Reconstitution of Bovine Placental Insulin Receptor on Artificial Vesicles by Using Direct Protein Transfer Techniques

Abstract

Direct protein transfer with artificial boundary lipid, DDPC, has been used as a powerful isolation procedure for membrane proteins. In contrast to other methods using detergents as protein solubilizer, the target membrane proteins can be transferred directly from biomembrane to liposomes by this direct protein transfer method, without severe denaturation in the course of isolation. We have investigated the transfer of insulin receptor proteins from bovine placental plasma membrane into liposomes. All the subunits of insulin receptor was found reconstituted in liposomes.
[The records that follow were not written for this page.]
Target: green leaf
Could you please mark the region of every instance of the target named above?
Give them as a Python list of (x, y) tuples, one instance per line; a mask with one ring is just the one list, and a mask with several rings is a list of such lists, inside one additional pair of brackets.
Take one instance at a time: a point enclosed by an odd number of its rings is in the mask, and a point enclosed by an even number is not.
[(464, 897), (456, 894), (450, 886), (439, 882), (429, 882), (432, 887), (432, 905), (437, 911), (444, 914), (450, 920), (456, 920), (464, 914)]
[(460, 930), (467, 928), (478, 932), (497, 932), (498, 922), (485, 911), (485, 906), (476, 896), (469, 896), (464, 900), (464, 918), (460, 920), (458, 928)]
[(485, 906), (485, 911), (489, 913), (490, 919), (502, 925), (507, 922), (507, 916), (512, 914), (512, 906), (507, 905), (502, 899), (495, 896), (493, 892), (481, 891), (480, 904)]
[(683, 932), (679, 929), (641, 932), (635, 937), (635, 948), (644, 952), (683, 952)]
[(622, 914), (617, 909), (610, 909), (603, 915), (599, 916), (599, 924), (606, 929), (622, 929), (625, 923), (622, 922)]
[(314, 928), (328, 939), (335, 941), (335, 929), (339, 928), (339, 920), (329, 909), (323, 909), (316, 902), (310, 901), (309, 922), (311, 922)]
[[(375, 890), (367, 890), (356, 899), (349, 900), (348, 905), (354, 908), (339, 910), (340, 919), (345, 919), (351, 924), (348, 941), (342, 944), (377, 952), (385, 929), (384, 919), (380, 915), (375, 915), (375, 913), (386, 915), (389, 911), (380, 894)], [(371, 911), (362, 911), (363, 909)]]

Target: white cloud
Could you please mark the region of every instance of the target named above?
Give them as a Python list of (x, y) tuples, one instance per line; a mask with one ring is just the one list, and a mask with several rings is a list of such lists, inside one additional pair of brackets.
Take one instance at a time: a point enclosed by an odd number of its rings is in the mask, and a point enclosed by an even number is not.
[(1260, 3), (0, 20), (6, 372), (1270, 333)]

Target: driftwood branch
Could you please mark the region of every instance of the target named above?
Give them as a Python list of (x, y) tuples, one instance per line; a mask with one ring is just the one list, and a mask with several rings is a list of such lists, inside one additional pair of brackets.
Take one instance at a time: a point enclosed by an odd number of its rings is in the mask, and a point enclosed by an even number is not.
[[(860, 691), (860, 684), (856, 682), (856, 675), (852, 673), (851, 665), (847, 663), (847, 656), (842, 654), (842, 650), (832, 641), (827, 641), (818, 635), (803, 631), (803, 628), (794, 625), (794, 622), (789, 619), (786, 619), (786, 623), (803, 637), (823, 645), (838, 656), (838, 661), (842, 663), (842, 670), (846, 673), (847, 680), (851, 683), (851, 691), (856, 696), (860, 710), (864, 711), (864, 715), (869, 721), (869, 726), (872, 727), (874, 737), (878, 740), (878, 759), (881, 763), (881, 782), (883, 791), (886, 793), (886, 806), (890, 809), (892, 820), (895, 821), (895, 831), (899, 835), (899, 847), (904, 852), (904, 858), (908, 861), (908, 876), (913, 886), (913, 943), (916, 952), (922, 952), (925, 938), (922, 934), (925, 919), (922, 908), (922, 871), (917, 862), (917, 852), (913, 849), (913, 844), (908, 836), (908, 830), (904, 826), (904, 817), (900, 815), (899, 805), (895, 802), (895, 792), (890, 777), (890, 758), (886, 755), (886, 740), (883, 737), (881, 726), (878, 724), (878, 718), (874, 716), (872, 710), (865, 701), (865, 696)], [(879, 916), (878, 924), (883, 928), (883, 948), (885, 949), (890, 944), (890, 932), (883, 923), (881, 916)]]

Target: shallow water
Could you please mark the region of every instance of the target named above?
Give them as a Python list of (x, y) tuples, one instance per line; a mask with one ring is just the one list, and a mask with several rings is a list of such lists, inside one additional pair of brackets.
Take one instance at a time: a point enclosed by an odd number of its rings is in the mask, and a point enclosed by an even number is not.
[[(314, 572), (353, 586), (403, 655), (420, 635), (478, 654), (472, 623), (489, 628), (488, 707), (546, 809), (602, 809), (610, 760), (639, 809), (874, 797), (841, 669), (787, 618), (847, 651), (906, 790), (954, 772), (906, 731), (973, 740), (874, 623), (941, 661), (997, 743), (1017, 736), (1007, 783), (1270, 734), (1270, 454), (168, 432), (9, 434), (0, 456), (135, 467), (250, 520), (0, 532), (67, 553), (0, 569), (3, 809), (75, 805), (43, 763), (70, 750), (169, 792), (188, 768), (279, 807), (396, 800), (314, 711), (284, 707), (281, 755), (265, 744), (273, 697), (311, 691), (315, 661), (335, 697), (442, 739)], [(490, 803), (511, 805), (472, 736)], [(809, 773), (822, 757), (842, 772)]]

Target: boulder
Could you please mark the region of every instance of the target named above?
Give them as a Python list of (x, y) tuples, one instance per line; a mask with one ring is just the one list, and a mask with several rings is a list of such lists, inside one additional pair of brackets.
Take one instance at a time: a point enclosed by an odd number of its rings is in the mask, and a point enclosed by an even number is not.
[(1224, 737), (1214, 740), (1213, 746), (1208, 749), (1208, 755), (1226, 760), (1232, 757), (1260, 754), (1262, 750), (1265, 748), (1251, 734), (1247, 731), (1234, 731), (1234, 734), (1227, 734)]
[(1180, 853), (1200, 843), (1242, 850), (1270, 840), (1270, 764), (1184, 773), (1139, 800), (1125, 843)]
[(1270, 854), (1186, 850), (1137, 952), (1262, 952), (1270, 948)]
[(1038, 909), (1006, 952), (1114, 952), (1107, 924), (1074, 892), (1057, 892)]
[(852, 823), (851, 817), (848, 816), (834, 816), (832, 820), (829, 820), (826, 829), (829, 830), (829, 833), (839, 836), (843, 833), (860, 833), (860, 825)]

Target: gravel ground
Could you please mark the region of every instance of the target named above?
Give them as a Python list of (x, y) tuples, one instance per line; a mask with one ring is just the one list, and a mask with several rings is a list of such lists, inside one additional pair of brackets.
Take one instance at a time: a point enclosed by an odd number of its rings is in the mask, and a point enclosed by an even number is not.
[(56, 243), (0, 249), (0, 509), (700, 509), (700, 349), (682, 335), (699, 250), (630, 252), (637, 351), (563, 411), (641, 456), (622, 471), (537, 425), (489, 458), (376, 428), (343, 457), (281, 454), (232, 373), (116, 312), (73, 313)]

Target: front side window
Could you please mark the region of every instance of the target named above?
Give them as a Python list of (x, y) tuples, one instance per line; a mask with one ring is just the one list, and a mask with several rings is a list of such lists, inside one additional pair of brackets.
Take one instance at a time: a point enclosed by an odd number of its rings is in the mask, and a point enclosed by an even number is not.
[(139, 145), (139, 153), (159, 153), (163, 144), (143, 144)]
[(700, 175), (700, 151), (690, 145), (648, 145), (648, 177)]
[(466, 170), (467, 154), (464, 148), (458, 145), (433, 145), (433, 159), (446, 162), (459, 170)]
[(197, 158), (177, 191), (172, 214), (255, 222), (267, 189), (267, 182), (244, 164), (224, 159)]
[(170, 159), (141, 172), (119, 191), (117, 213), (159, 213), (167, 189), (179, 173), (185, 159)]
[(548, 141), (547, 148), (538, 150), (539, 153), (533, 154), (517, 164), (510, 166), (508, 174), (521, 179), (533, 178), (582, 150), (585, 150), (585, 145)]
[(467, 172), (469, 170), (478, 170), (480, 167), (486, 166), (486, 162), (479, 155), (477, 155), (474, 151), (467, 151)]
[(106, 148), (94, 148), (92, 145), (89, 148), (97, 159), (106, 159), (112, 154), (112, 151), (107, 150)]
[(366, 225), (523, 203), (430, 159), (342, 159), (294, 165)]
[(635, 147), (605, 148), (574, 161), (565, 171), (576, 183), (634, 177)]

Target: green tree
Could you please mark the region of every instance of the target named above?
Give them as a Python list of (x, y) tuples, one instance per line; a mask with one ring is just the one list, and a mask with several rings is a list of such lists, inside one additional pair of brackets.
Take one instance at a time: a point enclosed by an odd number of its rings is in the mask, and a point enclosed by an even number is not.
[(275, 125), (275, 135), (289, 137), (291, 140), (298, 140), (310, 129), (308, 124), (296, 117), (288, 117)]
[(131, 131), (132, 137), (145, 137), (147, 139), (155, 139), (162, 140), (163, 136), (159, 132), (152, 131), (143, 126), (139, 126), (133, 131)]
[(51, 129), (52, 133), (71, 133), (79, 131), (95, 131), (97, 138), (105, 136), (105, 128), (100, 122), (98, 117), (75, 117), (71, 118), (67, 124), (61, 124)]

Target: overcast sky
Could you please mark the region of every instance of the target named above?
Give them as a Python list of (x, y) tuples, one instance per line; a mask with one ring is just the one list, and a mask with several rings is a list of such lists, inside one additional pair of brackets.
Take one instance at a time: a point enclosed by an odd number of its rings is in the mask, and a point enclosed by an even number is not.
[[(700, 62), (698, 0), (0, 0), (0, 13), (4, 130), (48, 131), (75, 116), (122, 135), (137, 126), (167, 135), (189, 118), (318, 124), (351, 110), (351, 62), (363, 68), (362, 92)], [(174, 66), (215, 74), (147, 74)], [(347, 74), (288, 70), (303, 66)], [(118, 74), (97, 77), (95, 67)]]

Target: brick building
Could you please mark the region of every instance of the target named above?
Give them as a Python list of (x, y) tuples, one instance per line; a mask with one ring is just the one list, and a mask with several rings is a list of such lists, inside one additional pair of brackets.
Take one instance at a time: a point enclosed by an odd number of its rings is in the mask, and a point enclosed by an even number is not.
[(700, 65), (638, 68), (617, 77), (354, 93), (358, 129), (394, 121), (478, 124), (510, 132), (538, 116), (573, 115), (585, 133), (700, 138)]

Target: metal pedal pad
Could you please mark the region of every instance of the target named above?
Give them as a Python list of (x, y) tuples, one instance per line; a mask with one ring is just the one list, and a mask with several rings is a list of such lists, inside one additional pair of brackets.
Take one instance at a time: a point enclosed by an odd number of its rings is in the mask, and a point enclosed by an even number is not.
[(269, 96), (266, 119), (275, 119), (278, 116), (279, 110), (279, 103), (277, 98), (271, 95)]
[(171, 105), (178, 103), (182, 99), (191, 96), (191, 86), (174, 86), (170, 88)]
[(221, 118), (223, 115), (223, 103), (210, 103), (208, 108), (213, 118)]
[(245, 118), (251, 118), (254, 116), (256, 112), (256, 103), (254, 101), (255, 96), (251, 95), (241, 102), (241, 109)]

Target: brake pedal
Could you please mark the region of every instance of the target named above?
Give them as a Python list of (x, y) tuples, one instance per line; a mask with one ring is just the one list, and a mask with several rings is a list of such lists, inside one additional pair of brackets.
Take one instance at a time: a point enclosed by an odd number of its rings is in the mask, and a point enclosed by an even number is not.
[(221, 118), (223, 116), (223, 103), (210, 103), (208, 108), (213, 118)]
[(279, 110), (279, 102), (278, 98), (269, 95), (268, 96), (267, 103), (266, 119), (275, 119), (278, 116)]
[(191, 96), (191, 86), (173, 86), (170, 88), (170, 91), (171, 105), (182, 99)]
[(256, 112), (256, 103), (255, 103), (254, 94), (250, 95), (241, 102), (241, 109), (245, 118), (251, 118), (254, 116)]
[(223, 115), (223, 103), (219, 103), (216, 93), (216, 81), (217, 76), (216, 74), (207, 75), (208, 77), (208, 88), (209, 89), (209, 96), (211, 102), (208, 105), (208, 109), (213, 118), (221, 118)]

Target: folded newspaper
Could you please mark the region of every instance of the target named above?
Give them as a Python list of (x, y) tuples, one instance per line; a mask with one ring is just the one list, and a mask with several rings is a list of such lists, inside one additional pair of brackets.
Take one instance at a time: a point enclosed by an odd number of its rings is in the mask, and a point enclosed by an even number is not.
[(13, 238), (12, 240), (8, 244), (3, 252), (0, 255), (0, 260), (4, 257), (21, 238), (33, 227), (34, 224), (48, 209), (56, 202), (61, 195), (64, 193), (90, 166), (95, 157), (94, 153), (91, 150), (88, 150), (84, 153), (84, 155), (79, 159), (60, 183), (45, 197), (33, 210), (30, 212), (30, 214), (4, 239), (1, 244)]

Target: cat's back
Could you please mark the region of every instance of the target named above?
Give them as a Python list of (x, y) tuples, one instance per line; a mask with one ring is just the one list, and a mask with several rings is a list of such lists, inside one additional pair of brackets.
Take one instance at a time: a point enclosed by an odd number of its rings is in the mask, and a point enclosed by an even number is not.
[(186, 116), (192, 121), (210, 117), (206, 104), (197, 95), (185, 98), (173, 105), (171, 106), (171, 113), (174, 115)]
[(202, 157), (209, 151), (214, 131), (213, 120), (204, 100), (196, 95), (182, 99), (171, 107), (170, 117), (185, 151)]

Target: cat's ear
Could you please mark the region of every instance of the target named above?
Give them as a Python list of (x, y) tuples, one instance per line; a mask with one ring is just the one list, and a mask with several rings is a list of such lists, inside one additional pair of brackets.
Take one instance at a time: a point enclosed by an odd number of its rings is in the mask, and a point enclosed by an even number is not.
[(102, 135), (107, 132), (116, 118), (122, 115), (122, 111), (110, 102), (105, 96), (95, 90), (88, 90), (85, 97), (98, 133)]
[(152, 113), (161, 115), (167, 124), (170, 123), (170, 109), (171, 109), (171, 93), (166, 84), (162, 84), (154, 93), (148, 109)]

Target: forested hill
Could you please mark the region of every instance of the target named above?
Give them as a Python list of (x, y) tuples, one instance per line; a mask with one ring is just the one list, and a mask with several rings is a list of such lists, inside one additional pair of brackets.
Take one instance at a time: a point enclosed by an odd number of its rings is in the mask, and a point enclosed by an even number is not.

The reconstituted insulin receptor retained almost full activity to bind to insulin, leading to autophosphorylation as a result of signal transduction activity. It is quite important that the reconstituted insulin receptor can be isolated in liposomes, which can be served to further investigation of insulin receptor without any interferences from other enzymes in cells. Then we focused on the insulin binding activity. The reconstituted insulin receptor showed much higher binding affinity than that on plasma membrane or that solubilized in micelles, suggesting that insulin receptor protein isolated by a conventional method might catch a significant denaturation. A fully active and complete insulin receptor was isolated by this direct protein transfer method. This method is applicable extensively to other membrane proteins.